These words do not express an unrealistic desire for a far future. Quite the opposite. As a founding member of Singularity University, an organization seeking to bring emerging technologies to billions of people at once, and as quickly as possible, Fonseca has long been in a position to observe and understand the pace of technological progress; she knows just how close many of these emerging technologies are from being part of everyday life, and now she knows it even more painfully after the death of her father. Fonseca with great frustration notes that:
“The people and the tools already exist.”
Technological progress in time for our loved ones to benefit requires something more than speed alone; it requires improvements to the architecture of progress itself, by allowing more and more people to participate in determining our future. Another insightful quote by Fonseca:
“I believe that real success and breakthroughs will happen when everyone contributes at their highest levels of creativity, experience and wisdom.”
One important step toward such widespread contribution is to connect people who have previously been underrepresented in technology. Fonseca is also founder of Women@TheFrontier, an organization whose mission is:
“to identify, connect and activate a new peer-to-peer community of female visionaries and thought-leaders.”
Everyone is affected by technology. Empowering women and other underrepresented demographics through efforts like Women@TheFrontier provides fresh perspectives, unique collaborations, and new contributions, and it creates a larger pool of informed people working together to build a positive future.

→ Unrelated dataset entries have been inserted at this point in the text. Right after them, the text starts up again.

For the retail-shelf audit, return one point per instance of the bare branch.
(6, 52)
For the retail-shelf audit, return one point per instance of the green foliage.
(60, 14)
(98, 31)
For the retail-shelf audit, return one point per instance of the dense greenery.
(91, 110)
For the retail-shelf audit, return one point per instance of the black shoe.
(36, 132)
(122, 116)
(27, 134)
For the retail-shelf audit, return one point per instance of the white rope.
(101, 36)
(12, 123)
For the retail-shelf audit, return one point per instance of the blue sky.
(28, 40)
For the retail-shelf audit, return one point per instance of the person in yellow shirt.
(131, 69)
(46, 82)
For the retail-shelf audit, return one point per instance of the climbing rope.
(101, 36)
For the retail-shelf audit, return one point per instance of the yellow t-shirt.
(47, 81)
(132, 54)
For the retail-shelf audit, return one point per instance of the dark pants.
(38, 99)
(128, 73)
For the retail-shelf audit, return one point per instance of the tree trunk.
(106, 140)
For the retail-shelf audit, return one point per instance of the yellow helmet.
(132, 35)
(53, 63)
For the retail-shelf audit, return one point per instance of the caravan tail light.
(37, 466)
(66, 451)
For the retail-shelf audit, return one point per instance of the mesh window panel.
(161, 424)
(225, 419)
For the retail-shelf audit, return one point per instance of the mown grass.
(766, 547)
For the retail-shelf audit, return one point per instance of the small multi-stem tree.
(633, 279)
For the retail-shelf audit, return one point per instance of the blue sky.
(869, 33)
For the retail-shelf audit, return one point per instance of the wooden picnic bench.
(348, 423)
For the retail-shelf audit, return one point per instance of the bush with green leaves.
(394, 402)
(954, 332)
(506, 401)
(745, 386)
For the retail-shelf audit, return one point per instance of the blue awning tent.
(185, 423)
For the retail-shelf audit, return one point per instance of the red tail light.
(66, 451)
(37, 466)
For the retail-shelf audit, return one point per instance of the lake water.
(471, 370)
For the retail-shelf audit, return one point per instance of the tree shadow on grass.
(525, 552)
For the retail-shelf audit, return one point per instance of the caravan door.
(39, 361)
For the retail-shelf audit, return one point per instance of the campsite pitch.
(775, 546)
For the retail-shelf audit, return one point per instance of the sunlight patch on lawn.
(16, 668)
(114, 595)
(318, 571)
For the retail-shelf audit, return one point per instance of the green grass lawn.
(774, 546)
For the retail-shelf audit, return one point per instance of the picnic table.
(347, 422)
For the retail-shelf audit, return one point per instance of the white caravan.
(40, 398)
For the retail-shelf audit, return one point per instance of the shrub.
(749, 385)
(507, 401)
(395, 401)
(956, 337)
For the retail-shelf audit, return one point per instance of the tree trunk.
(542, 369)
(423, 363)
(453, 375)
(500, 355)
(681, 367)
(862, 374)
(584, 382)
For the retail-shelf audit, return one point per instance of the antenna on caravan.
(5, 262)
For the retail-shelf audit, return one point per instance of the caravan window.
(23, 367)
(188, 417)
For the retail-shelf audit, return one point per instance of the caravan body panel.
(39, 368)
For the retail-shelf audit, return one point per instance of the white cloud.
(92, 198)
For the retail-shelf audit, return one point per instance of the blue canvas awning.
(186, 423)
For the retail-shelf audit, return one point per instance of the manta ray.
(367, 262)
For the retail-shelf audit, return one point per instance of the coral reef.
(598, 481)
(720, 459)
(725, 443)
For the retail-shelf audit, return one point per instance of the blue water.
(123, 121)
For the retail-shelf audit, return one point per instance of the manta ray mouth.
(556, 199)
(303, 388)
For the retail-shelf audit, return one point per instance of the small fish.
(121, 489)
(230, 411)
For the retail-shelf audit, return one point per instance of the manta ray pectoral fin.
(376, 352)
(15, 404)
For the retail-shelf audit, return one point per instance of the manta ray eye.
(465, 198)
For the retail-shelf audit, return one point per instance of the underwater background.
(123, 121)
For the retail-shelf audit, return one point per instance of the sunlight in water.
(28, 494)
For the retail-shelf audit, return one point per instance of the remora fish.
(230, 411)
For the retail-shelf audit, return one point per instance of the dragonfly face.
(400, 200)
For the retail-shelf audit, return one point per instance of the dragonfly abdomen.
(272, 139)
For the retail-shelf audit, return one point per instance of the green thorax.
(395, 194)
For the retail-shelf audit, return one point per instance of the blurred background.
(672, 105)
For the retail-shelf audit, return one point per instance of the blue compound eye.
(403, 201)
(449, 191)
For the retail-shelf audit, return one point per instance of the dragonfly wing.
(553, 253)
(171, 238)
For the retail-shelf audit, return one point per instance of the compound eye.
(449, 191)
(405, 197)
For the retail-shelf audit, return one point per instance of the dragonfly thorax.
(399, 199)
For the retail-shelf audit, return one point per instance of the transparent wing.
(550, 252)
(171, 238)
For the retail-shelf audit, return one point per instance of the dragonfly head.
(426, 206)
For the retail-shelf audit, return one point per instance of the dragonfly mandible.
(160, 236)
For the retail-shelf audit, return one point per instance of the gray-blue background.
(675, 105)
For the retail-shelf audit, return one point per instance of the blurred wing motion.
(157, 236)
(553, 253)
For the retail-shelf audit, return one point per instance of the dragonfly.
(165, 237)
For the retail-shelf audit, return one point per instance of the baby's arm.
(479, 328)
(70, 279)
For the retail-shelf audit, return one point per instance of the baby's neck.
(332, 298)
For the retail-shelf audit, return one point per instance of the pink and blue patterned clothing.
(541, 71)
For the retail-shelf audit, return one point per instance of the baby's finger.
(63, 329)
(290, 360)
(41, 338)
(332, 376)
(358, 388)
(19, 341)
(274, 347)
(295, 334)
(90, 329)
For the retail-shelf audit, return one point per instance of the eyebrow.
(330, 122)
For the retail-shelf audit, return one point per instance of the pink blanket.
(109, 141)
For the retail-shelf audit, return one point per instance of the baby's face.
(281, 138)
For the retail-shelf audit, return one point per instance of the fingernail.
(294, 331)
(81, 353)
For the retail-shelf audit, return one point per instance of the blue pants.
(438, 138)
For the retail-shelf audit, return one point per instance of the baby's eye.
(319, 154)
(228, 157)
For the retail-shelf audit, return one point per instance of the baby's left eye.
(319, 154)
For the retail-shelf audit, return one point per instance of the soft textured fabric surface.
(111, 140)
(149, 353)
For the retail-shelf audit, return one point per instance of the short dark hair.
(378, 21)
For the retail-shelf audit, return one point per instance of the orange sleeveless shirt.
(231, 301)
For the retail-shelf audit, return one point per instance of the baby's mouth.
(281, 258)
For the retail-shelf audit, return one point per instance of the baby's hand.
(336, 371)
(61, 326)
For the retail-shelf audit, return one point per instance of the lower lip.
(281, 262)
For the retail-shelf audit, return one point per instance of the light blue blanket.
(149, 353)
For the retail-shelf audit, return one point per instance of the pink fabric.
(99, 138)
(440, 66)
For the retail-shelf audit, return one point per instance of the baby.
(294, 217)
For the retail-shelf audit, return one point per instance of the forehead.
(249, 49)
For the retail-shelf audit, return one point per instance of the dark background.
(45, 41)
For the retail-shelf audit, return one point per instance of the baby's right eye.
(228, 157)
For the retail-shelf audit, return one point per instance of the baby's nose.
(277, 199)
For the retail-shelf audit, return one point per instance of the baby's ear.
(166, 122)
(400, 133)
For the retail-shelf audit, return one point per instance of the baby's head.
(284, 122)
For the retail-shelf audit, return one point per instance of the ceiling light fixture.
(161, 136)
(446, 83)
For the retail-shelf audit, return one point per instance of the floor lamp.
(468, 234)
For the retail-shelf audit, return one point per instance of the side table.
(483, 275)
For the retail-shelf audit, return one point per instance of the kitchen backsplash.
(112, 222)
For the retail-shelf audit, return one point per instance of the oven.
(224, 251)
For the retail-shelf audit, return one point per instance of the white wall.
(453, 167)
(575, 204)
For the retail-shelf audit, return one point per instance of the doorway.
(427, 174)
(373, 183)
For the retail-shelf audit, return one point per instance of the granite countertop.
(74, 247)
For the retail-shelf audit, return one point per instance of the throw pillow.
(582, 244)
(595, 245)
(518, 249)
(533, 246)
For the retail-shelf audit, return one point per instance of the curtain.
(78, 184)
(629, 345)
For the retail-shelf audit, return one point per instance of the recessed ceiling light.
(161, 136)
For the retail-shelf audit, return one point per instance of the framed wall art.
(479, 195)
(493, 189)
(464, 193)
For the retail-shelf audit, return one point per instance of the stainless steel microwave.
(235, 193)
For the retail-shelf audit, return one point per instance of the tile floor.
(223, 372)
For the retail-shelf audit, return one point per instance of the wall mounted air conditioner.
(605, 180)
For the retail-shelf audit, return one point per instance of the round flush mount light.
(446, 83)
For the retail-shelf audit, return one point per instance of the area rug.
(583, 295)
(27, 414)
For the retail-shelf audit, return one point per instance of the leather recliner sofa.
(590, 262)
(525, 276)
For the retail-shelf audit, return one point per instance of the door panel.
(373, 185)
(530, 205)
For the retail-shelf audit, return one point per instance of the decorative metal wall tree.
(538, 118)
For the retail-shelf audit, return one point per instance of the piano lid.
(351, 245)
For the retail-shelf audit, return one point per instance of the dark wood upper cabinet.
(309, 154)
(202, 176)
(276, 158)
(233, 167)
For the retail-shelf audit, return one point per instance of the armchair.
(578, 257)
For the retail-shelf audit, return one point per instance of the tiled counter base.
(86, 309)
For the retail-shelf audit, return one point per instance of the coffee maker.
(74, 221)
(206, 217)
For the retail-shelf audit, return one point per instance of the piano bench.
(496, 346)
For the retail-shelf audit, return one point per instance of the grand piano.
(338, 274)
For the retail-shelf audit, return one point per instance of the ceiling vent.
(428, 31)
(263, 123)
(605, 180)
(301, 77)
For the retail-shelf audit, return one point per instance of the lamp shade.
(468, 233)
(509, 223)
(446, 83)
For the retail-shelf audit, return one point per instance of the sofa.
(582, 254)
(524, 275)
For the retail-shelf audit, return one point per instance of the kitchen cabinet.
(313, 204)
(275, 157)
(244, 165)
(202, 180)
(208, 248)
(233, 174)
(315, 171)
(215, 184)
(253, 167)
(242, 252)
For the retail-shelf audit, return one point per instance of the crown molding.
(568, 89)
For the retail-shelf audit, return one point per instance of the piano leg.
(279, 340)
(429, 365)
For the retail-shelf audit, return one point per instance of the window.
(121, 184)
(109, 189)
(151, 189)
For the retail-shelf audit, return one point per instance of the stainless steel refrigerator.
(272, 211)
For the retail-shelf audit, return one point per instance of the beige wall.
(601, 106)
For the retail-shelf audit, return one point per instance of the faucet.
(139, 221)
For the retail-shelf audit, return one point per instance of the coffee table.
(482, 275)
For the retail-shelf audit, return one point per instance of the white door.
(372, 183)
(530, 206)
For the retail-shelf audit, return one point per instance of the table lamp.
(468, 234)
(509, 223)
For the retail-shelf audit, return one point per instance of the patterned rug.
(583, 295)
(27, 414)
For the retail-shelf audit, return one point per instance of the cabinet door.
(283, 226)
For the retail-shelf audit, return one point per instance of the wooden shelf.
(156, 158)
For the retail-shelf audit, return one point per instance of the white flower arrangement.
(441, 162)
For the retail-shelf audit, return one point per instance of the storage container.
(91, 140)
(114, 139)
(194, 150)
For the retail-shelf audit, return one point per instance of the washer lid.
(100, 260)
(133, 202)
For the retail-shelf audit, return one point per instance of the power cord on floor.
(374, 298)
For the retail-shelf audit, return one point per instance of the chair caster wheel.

No matter who we are, there is yet one other distance to be bridged, and it is a particularly difficult one: the space between opinion and action. Many people mistake opinion for action. They think that if they are opinionated, self-righteous, loud, angry, sarcastic, disrespectful, and demeaning, then they have taken a constructive action. They also think they are being creative, experienced, and wise, as well as skeptical, realistic, blunt, and participatory, but they are none of these. If we would all just:
- be quiet more often;
- listen;
- think, both critically and quietly;
- allow ourselves to feel hope and awe;
- collaborate; and then
- act, both critically and quietly,
then we, like Fonseca, could stop waiting! Yes, even self-improvement – learning to be better thinkers, collaborators, and agents of change – can help us improve technological progress, involve everyone, and confine the Bittersweet Years to as short an era as possible. We can emerge on the other side of the Bittersweet Years with more of our loved ones standing healthy and happy beside us, the beneficiaries of emerging technologies well within our reach.